Low interest rates help economic growth and sustain low inflation rates but they cause other problems. They have contributed to underfunded pensions, losses by insurance companies, excessive household debt, high real estate prices and a bias toward high-yielding equities and risk-taking, says Paul R. Masson. He is the former special advisor to the central bank and author of a recently released report by the C.D. Howe Institute. Masson is promoting the need to gradually raise interest rates to stop the financial imbalance.
Seniors have been particularly hurt by low interest rates. They worked hard and faithfully saved a nest egg for retirement. Now with yields of less than two per cent on investments, their income doesn’t cover basic living expenses.
Other seniors have taken the plunge into riskier investments to hopefully bump up their income, often with poor results.
Still others have fallen into the reverse mortgage trap, giving away equity in return for survival—and slowly but surely turning their children’s inheritance into bank profits.
A rise in interest rates could save corporate and government pension funds. Yet the chosen solution has been to slash and gut pension plans, rather than change our loose monetary policy. Pension plans give future retirees stability and definitely save the future taxpayer from subsidizing the aged.
But it’s not just seniors who will suffer? It’s everyone from young to old who have been seduced into risky financial behaviours because of sustained low interest rates. Canadian consumer debt is through the roof. We now owe $1.65 for every dollar we earn.
Insurance losses hurt those who pay the premiums.

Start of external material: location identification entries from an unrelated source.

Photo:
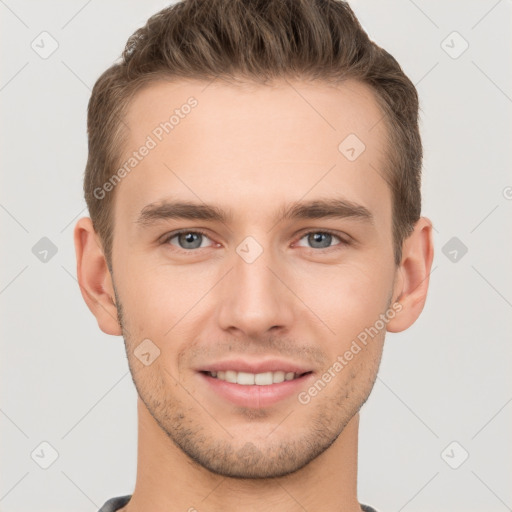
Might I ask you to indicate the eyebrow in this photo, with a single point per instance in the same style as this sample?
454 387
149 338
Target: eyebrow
333 208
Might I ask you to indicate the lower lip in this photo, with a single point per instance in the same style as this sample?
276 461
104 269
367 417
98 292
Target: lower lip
255 396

With record extreme weather and insurance payouts, combined with investment losses, there is only one way insurance premiums will go – up!
Finance Minister, Jim Flaherty has been warning for months that our real estate market is overheated and a “housing bubble” is on the horizon. It has to come — we have bought more real estate through debt than our incomes can sustain.
Masson argues that nobody likes interest rate increases, and certainly the Bank of Canada would be unwise to raise interest rates quickly. But he believes that a gradual increase in interest rates is needed to soften the economic troubles that are gathering on the horizon.
Sustained low interest rates have led to risky borrowing behaviour by Canadians and like our American friends learned the hard way, it just can’t go on forever.